Capacete para minimizar problemas respiratórios de pacientes com Covid-19 tem eficácia comprovada


Testes mostraram que Elmo funciona bem ao oferecer oxigênio, além de pressão ao redor da face do paciente, auxiliando na respiração.

Resultados foram divulgados em webnar com participação de um dos idealizadores, Marcelo Alcântara, superintendente da Escola de Saúde Pública.

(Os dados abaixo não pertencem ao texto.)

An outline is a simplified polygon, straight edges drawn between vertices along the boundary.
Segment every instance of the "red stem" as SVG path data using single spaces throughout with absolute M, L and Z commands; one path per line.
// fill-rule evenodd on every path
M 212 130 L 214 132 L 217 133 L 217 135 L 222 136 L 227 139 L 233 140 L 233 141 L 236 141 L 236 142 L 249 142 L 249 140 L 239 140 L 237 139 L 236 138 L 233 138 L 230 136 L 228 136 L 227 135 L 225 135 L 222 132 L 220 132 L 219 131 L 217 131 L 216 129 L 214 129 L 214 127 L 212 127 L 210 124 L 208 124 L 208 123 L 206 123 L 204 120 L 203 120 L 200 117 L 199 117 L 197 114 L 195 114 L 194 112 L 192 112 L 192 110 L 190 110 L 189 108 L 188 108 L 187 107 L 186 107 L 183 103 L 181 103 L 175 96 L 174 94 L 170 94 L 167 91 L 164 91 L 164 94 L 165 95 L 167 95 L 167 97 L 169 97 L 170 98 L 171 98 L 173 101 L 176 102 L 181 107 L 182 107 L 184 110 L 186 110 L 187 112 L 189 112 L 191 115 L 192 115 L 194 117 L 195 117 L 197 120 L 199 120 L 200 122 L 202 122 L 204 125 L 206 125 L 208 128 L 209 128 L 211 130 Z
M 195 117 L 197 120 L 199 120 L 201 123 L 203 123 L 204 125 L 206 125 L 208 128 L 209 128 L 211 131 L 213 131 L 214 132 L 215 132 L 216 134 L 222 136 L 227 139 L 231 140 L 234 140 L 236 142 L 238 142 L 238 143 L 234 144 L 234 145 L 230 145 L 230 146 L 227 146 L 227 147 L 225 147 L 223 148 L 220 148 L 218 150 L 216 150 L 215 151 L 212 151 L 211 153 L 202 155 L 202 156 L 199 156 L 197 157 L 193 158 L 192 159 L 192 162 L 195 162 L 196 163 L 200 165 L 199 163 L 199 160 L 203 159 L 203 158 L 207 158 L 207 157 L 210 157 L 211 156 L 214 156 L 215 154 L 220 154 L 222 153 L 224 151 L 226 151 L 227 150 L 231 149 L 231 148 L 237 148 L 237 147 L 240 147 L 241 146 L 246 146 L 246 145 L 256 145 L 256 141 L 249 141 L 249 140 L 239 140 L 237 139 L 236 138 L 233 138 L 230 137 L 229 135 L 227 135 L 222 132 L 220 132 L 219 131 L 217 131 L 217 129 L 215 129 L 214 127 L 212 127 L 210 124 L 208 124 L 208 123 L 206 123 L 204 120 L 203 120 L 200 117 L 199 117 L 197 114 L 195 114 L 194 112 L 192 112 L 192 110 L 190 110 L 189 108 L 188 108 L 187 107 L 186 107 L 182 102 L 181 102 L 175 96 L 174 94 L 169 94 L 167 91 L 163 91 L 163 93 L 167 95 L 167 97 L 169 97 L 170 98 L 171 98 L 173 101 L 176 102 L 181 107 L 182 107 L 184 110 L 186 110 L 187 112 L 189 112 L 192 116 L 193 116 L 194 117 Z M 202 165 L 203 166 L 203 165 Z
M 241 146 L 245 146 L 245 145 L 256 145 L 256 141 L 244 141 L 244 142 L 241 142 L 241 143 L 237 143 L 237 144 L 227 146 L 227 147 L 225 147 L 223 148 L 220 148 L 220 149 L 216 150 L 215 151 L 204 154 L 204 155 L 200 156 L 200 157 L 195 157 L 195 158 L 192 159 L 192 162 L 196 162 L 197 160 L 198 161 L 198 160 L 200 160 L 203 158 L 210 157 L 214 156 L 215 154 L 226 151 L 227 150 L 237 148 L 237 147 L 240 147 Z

Os resultados dos testes clínicos realizados com o Elmo, capacete de respiração assistida para tratar pacientes com quadro leve ou moderado de Covid-19, mostraram que o aparelho é útil no auxílio ao tratamento de Covid-19 em pacientes internados.

Um dos objetivos do dispositivo é prevenir intervenções mais drásticas, como intubação, e evitar que o paciente seja encaminhado para um leito de UTI, o que foi bem observado no quadro de seis de 10 voluntários.

Os resultados foram divulgados nesta quarta-feira (4), no canal oficial da Escola de Saúde Pública do Ceará (ESP/CE), no YouTube, em transmissão com a participação do superintendente da Escola de Saúde Pública e idealizador do dispositivo, Marcelo Alcântara.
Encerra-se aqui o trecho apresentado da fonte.